I try to play it casual about being chronically single. I also keep insisting that dating doesn’t mean that much to be. But the truth is that dating always makes me feel like shit about myself. It doesn’t matter how funny I am or how nice my eyes are or how great of a personality I have. There’s something about dating that makes me dislike myself.
Personally, I think it’s the whole process that terrifies me. No one truly wants to commit, and they don’t want to vocalize it, either. So instead, they lead you on with hopeful messages and minimal actions. This whole guessing game makes me overly anxious, and not knowing someone’s intentions can be hard to deal with.
Dealing with men who turn into assholes when women reject them gets old. It’s as though it’s only them who can vocalize what they want. And when you don’t agree or attempt to share your own, it’s a huge problem. I’m not saying I can’t handle their insults because they truly don’t affect my day — I just wish that I didn’t have to deal with that every time I mildly inconvenience them.
There’s a weird sense of competition with other women I feel when I’m dating.
It’s as though seeing other successful women is empowering — yet knowing they have a healthy relationship makes me jealous and shameful about my own success since I don’t have anyone to share it with.
If someone else is single, it’s a battle to the finish line to see who gets there first. It’s either that or you hear about the number of matches they get, how many dates they go on or learn they’re dating someone you wanted to date. It all sucks.
The amount of unfaithful relationships I’ve witnessed and experienced myself is disgusting. It doesn’t matter how good of a girlfriend you are – you’ll always have that risk that he’ll betray you. If it happens to the greatest of people, it can happen to you too. Personally, I hate feeling that cheating and infidelity are so common that I almost expect them in a relationship.
Truthfully, the hype relationships get sometimes pressures me into feeling bad when I know I shouldn’t. The first thing my relatives ask is about my relationship status and if I’m dating. Obviously, I can’t tell them, “I thought I was, but he only wanted to have sex with me.” So I have all these dating stories to prove I have been trying, but I can’t share them. But there are always reminders that I’m single. From seeing cousins my age be in the spot romantically where I wish to be or achieving life goals I have with their partner by their side.
But one of the worst feelings for me is the feeling of being disposable to most men.

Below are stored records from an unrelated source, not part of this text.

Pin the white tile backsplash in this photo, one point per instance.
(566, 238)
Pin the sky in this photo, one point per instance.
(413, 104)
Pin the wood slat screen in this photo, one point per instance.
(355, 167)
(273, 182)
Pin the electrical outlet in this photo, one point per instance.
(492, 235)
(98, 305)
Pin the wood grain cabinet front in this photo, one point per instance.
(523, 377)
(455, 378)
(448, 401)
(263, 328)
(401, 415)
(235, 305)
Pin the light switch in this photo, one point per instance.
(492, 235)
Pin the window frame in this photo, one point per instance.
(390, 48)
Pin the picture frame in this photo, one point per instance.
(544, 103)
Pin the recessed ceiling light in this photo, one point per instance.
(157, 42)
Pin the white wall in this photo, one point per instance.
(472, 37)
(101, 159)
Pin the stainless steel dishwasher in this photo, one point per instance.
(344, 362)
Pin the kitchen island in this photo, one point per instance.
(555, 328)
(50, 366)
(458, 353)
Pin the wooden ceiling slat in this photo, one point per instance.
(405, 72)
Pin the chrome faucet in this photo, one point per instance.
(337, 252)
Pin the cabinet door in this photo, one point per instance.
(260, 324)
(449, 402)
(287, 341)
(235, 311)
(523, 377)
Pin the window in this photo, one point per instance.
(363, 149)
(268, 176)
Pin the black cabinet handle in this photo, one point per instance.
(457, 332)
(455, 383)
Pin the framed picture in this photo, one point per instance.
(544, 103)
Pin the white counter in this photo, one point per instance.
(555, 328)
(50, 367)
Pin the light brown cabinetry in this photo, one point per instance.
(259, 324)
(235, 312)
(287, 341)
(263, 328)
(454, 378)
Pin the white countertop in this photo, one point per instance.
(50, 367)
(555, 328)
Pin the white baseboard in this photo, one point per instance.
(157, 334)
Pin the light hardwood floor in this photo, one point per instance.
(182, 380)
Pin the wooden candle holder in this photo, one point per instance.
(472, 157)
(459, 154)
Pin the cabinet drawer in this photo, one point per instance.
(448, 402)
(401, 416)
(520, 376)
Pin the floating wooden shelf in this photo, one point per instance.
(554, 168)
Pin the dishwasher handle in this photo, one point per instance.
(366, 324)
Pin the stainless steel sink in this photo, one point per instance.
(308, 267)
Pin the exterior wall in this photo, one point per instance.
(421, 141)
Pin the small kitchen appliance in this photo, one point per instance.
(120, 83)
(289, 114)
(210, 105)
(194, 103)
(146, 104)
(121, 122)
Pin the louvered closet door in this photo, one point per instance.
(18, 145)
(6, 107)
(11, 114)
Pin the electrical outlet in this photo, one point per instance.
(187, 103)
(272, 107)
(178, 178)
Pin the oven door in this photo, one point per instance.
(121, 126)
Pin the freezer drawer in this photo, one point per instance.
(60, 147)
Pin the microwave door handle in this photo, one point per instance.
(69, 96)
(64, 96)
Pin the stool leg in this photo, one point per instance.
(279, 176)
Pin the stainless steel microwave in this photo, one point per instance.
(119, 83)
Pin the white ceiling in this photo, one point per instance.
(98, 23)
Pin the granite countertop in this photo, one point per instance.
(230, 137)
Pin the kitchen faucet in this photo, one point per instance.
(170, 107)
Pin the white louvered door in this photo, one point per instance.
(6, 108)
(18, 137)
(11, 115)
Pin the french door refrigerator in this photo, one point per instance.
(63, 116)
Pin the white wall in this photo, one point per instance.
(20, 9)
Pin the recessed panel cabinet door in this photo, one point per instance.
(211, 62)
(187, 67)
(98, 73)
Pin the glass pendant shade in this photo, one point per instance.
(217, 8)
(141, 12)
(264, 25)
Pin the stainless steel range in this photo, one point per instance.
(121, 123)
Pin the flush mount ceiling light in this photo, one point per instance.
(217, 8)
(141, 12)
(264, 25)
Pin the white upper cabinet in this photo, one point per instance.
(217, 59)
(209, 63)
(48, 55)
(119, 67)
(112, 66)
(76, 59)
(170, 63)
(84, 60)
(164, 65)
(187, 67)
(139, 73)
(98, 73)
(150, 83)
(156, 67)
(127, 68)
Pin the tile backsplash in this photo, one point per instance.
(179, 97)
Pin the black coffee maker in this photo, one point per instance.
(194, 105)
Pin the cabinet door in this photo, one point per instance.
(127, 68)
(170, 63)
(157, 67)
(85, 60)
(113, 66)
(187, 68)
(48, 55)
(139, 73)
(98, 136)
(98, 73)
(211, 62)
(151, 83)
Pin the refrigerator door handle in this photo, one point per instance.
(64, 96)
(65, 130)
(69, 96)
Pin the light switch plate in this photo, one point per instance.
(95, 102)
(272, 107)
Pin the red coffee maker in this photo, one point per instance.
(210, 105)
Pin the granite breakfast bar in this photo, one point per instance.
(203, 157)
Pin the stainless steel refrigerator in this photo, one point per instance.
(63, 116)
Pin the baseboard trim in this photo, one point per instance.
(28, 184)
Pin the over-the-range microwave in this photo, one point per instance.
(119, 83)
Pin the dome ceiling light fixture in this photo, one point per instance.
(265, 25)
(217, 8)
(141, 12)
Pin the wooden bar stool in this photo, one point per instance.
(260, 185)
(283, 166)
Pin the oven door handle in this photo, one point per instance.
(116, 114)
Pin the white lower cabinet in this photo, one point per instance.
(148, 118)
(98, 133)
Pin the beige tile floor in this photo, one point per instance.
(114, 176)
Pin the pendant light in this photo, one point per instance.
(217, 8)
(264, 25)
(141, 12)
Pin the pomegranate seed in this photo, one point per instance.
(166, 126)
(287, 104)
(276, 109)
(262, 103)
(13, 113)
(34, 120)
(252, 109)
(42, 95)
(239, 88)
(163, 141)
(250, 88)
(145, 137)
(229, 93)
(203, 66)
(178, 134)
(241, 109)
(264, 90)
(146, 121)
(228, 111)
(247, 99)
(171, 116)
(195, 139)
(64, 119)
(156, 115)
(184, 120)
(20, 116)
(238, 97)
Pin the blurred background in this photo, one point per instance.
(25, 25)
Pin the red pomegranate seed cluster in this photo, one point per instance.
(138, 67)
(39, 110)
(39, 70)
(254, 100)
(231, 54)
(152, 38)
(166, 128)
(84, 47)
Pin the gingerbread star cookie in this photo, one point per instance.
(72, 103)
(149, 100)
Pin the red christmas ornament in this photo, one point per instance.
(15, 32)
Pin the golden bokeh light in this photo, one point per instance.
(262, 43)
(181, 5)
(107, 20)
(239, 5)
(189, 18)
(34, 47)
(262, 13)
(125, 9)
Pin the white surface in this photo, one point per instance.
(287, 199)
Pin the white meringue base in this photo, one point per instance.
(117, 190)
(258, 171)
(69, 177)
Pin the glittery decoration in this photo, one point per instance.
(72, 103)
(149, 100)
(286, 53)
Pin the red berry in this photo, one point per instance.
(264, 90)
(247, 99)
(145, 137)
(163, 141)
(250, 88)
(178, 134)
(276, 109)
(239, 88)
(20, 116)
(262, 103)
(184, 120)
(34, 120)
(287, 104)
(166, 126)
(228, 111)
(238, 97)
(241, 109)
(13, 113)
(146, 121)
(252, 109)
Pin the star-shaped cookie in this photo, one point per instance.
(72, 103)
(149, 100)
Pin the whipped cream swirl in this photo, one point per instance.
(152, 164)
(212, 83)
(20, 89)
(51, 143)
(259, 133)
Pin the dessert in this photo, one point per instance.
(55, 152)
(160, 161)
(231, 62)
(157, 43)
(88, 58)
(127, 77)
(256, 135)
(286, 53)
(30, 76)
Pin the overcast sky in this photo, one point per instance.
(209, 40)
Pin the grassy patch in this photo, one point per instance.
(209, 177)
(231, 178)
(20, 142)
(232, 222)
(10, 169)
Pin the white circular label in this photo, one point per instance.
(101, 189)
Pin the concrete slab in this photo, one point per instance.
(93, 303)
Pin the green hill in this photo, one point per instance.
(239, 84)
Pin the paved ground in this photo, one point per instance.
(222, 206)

Men in my past didn’t need me — they just needed someone and I was conveniently available at the right time. Sure, they liked and tolerated some of my traits, but once they found another girl with something a little bit better than what I had to offer, they’d leave without thinking about my feelings. It’s like they forgot I even had feelings.
Sure, at times I feel like I’m doing something wrong even though I know I’m not.
I just feel like I’ll be single for a very long time and will need to endure a tough battle to find my happily ever after. But it’s so demoralizing to endure with little success. My faith is diminishing with each bad experience.
Some of my friends might not understand the struggle because they’ve never experienced it themselves. And as hard as I try to stay positive, it’s really challenging when you feel like your love life is a never-ending shit show. However, I’ve come to learn that it’s okay for me to feel like shit about myself when dating because this whole journey feels like one big “why does this always happen to me?”
I know I don’t deserve it, and I know the pain is temporary, but I’ll get over it one day. I’ll find some good luck. I just need to feel sorry for myself for a bit in order to move on from the dark side of love.